Legislative changes should be reflected in facilitation of research activities We wish to ensure that changes in legislation that may be made at the state level are reflected in easing restrictions on PI's on campus. One example is SB 1752 that would allow greater flexibility in purchasing. Another would remove or reduce constraints in recruitment of graduate students.

Changes in formula funding could result in substantial increases in appropriations to A&M and we wish to work with the administration to ensure that significant revitalization to research infrastructure and support derives from such monies. In particular, reduction in present pressures on the Available Fund and other endowment monies should release funding from these sources for research enhancement.

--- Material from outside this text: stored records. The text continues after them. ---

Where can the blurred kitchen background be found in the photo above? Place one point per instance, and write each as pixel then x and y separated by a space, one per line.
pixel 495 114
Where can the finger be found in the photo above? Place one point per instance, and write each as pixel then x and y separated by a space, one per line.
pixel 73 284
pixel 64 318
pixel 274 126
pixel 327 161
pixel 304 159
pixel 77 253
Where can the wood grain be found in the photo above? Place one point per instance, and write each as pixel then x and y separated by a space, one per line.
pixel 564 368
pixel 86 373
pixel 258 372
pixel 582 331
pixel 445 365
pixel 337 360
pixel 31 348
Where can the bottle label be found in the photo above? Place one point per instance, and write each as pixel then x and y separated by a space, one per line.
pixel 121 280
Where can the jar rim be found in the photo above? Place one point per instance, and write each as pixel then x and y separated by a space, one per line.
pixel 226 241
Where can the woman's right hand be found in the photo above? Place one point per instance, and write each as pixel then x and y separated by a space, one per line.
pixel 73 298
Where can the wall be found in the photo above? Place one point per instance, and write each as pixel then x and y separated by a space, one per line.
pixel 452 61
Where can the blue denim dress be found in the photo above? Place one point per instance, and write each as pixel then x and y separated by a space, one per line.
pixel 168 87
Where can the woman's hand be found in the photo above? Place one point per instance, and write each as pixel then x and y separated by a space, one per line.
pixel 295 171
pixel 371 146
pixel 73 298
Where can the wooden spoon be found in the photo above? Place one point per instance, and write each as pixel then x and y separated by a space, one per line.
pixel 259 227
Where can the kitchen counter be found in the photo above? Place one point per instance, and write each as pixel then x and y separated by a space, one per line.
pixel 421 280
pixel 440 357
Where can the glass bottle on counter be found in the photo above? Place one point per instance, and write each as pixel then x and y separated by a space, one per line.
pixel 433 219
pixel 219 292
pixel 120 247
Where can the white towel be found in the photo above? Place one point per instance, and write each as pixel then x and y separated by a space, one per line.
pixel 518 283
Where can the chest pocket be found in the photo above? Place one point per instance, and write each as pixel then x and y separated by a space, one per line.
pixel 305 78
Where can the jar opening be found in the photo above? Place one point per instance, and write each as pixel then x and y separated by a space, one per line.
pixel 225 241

We suggest that PI's be notified as soon as possible of any action on the above issues and stress that an urgent need exists to provide increased resources for matching monies to leverage grant proposals. We further suggest that the CPI and campus administration liase in developing strategies for input for future legislative sessions. Recognition of the importance and contributions of research to the campus and state. We believe that the dialog initiated with sister research institutions in the state is an important step that should be pursued by CPI and campus administrators.

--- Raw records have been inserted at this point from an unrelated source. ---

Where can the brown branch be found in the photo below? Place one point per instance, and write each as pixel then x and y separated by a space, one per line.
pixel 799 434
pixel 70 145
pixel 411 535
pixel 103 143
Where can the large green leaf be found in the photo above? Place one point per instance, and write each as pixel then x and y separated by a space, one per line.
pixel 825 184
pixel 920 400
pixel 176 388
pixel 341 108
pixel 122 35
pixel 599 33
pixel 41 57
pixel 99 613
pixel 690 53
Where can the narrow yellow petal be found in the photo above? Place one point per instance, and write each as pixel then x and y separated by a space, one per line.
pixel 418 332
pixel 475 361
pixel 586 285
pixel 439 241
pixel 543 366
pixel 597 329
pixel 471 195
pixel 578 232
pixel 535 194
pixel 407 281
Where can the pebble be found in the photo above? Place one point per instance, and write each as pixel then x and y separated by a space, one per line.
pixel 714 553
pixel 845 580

A vital goal should be to work towards a better insight by legislators and the public to the role and achievements of research in education and industry. Further input to the Governor's Council on Science and Technology can be important in these goals as could the initiation of dialog with the lobbyist representing the A&M system. Representation of research interests by a strong leader is needed at the highest level of the campus administration and we suggest that the Office of the Vice President for Research and Graduate Studies have access to the President that is direct and equal to that of other Vice Presidential appointments. This would appropriately enhance the stature of research by establishing a three unit system [undergraduate education, infrastructure (staff), and research], replacing the current two unit system of undergraduate education and infrastructure (staff).